Publication year - 1984
Publication title -
electrophoresis
Language(s) - English
Resource type - Journals
SCImago Journal Rank - 0.666
H-Index - 158
eISSN - 1522-2683
pISSN - 0173-0835
DOI - 10.1002/elps.1150050404
Subject(s) - agarose , electrophoresis , agarose gel electrophoresis , gel electrophoresis , strain (injury) , biology , staining , chromatography , microbiology and biotechnology , chemistry , biochemistry , gene , genetics , anatomy
Abstract Using panicum mosaic virus (PMV) and several St. Augustine decline strains of PMV (SAD) as test viruses, previously developed procedures of agarose gel electrophoresis (reviewed in P. Serwer, Electrophoresis 1983, 3, 375–382) have been used for the first time to detect and characterize plant viruses.

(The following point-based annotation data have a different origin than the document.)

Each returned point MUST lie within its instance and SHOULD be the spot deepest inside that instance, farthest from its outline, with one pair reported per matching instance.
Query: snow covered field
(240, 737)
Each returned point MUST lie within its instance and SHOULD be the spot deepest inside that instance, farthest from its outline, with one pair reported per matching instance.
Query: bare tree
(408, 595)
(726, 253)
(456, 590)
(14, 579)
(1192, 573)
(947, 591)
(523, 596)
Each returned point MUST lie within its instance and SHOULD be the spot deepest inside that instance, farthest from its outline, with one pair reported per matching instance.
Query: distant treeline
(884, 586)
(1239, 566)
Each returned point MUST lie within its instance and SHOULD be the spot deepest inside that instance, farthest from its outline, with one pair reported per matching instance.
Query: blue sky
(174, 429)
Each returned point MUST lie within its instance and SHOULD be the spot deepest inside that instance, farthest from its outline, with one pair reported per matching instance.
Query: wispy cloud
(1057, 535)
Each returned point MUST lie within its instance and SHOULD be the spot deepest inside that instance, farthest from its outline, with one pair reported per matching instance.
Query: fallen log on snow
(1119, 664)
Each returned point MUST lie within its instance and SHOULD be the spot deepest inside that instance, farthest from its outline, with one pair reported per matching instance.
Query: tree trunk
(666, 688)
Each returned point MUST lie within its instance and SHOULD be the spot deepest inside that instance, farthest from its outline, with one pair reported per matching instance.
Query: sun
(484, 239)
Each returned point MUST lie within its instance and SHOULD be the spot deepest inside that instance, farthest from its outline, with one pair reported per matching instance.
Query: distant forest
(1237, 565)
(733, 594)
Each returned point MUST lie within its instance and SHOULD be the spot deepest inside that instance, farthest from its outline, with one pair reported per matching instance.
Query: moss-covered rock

PMV and some SAD strains produce two particles that copurify during rate zonal sedimentation, but form separate bands during agarose gel electrophoresis (forms 1 and 2). By measuring electrophoretic mobility (μ) as a function of agarose percentage and correcting for electroosmosis, it was found that: (a) form 1 has a solid support‐free μ (μ 0 ) different from the μ 0 of form 2, and (b) forms 1 and 2 have the same radius (14.6 ± 0.6nm). Form 1 is indistinguishable from form 2 by either electron microscopy or sodium dodecyl sulfate‐polyacrylamide gel electrophoresis. The μ 0 of form 1 and the relative amount of forms 1 and 2 vary with the virus strain and can be used to help identify strains. A previously described satellite of PMV and some SAD strains also has two forms. The radius of the satellite of one SAD strain was found to be 7.6 ± 0.3 nm. A procedure of differential gel staining was developed for distinguishing the 14.6 nm virus from its 7.6 nm satellite. After agarose gel electrophoresis of either totally unfractionated or partially fractionated, infected grass extracts, virus particles wer detected without interference from host components. The procedures used here should be useful for rapid disease diagnosis and strain typing of the above and possibly other plant viruses.